The new USA Network mystery-comedy series Psych, which runs Friday nights at 10 EDT, is still . . . pretty good. The premiere episode wasn’t nearly as good as the premiere of Monk a few years back—though that is a very high standard to reach. Psych is fairly amusing, and in fact LOL funny at times. The characters, however, are still not very interesting, and the mystery in the premiere episode was very weak, especially for a first shot at establishing a program’s credentials. The puzzle centered on a kidmapping, but there wasn’t much mystery to it, and the solution was a real cliche of the form—entirely predictable. Not a good way to begin a mystery series.
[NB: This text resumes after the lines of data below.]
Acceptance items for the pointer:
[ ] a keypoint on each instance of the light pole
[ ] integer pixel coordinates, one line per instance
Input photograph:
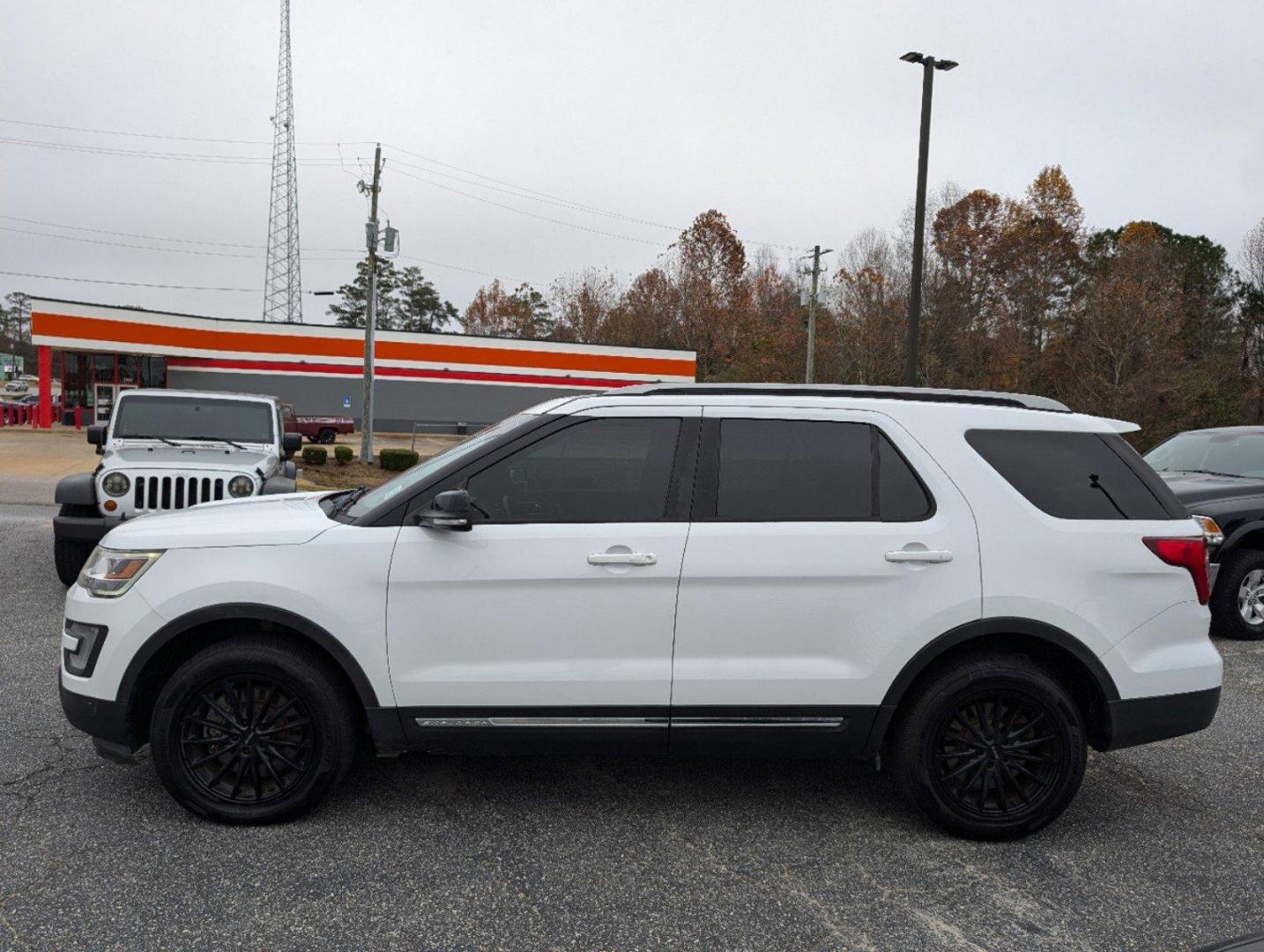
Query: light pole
(919, 221)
Other than James Roday’s lead character, Shawn, the characters are all obvious refugees from other mystery programs: the skeptical/worried sidekick, the tediously suspicious cops, the gruff police captain (female in this case, but predictably hard-edged), the snotty suspects, etc. Shawn’s relationship with his ex-cop father (played well by Corbin Bernsen, though the actor is given very little to work with) is fairly interesting, but it doesn’t bring much more depth to the characters. Many things about the script seem rather undeveloped, alas.
In the premiere episode, the writers did take great pains to establish exactly how the protagonist came to have such great powers of observation, and they have made sure to remind us in the two subsequent forays. That, however, may actually be something of a mistake. Usually, we don’t really care why the detective is so insightful; it is enough that he or she is a genius and that we get to go along for the ride. With Monk, of course, a good deal of the fun is in watching him flounder through life while blasting through puzzling mysteries, and we appreciate the ironic truth that the very thing that makes him a great detective makes him a very unhappy person. This gives the program an inherent tension and drama, to go along with the comedy it creates.
Psych attempts to recreate this aspect of Monk, but there is a big difference: whereas one feels great sympathy for Adrian Monk because of his mental problems, Shawn’s continual optimism and snarkiness in Psych tend to defeat any sympathy we may wish to feel for him due to his strained relationship with his father. We know that Shawn must crave a better relationship with his father, which could make for some good drama, and comedy as well, but Roday is rather too successful at hiding it under his character’s Mr. Fun persona. Shawn’s blithe surface appears too often to be what he is really about—and such superficiality in a character defeats audience identification and sympathy. In addition, the father-son relationship is improving as the series progresses, which further dilutes any call for sympathy.
The series also lays on Shawn’s conflicts with the police too heavily. There is a continually antagonistic relationship with one of the cops assigned to the cases Shawn investigates (yawn), a burgeoning cooperation with the mean cop’s nice female partner, and the police captain’s continual pretence that she doesn’t like Shawn’s investigative work when in fact she really does. The latter relationship is perhaps most annoying of all because it is just so bloody cute.
When Psych concentrates on the mystery story in each episode, the program becomes more interesting, but the show really spends too much time trying to emulate Monk‘s quirkiness. In episodes two and three (out of three so far), more of the show is devoted to the mystery plot than in the premiere, which is a very welcome development indeed. However, the distractions still remain. That’s a pity because the concept—a detective who is so insightful that he has to pretend to be a psychic in order to keep police from thinking he has actually committed the crimes he is trying to solve—is perfectly brilliant and doesn’t need any additional quirkiness. The program’s creators should trust the concept and cut back the nonsense to the barest minimum.
Making things even more difficult for Psych is its seemingly advantageous position following Monk. The latter program has been nearly as good in recent weeks as we might have expected it to be. The concept for the season premiere—an actor playing Adrian Monk in a movie follows the obsessive detective as he attempts to solve a mystery—is the kind of thing that can be disastrously cute, and the producers managed to avoid that and present a solid mystery with the show’s usual level of engaging comedy and serious moments that we have come to expect from this impressively intelligent and consistent show. The two subsequent episodes have been good as well. What the producers of Psych should learn from all this is: The best thing about a mystery is . . . the mystery.